Ahmet İyidirli in seiner Wohnung vor Regalen voller Zeitdokumente: Als 18-jähriger Student kam er 1975 nach Westberlin

Als 18-jähriger Student kam Ahmet İyidirli 1975 nach Westberlin Foto: Amélie Losier

BERLIN taz | „Die Koalition will der Einwanderung des 20. und 21. Jahrhunderts einen höheren Stellenwert in der gemeinsamen Erinnerungskultur geben“, steht im Koalitionsvertrag der neuen Berliner Regierung. Was sie sich darunter vorstellt? Bis Ende 2023 soll ein Konzept für eine „angemessene museale Würdigung und Darstellung“ erarbeitet werden.

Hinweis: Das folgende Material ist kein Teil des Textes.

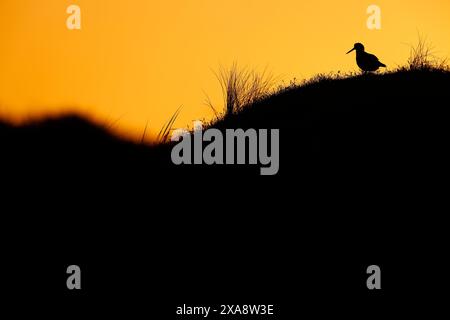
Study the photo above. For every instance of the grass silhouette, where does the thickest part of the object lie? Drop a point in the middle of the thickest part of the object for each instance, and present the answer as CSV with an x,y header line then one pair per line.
x,y
339,114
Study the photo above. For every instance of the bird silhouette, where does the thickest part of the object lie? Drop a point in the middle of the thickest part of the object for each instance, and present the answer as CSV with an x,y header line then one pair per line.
x,y
366,61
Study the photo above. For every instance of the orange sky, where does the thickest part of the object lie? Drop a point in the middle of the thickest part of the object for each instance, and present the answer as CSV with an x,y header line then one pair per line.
x,y
135,61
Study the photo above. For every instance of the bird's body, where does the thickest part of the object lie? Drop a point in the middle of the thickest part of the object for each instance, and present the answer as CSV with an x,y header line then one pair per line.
x,y
366,61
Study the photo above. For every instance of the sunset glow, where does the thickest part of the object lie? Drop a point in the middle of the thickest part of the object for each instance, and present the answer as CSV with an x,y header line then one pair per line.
x,y
135,62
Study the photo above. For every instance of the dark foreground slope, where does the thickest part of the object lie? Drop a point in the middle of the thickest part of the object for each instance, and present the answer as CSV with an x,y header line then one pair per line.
x,y
362,165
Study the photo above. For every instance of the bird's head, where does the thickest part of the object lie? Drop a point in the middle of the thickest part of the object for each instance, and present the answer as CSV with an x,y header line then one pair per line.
x,y
358,47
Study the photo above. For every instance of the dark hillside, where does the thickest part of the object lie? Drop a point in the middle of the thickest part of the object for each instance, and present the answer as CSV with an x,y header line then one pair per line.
x,y
362,162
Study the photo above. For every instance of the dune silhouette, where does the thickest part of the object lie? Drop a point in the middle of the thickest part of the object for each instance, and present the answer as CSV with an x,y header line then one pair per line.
x,y
358,156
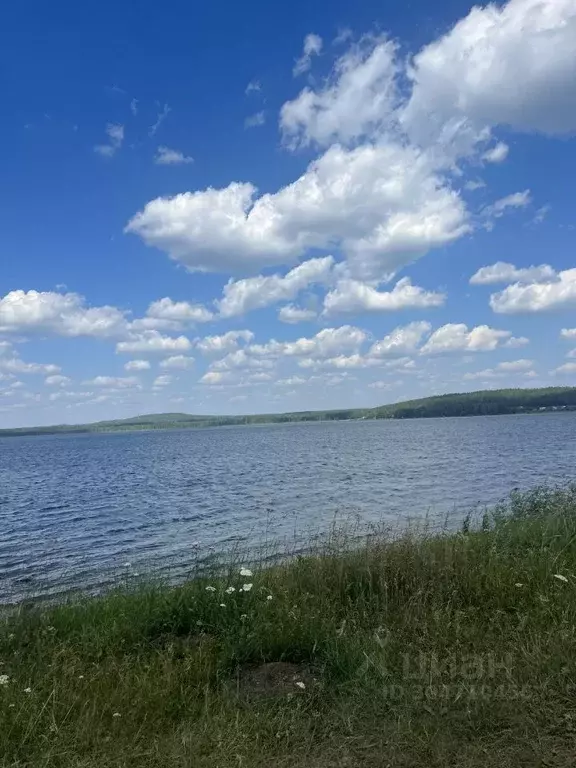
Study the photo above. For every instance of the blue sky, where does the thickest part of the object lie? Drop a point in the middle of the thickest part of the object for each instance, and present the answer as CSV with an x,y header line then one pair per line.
x,y
249,208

Neben Ausstellungen bedeutet das vor allem eins: die Einrichtung eines Migrationsmuseums in Berlin. Im Wahlprogramm der Landes-SPD klang das schärfer, in „Respekt und Anerkennung vor unserer Einwanderungsgeschichte und der Lebensleistung der sogenannten Gast­ar­bei­te­r:in­nen­ge­ne­ra­ti­on“ wolle sich die Berliner SPD dafür einsetzen, ein Migrationsmuseum aufzubauen. Ein Neubau also. Allerdings steht jetzt im Koalitionsvertrag, dass man solch eine Einrichtung „prüfen“ werde. Prüfen heißt nicht machen, und so stellt sich die Frage: Kommt solch ein Museum? Und wenn ja, in welcher Form?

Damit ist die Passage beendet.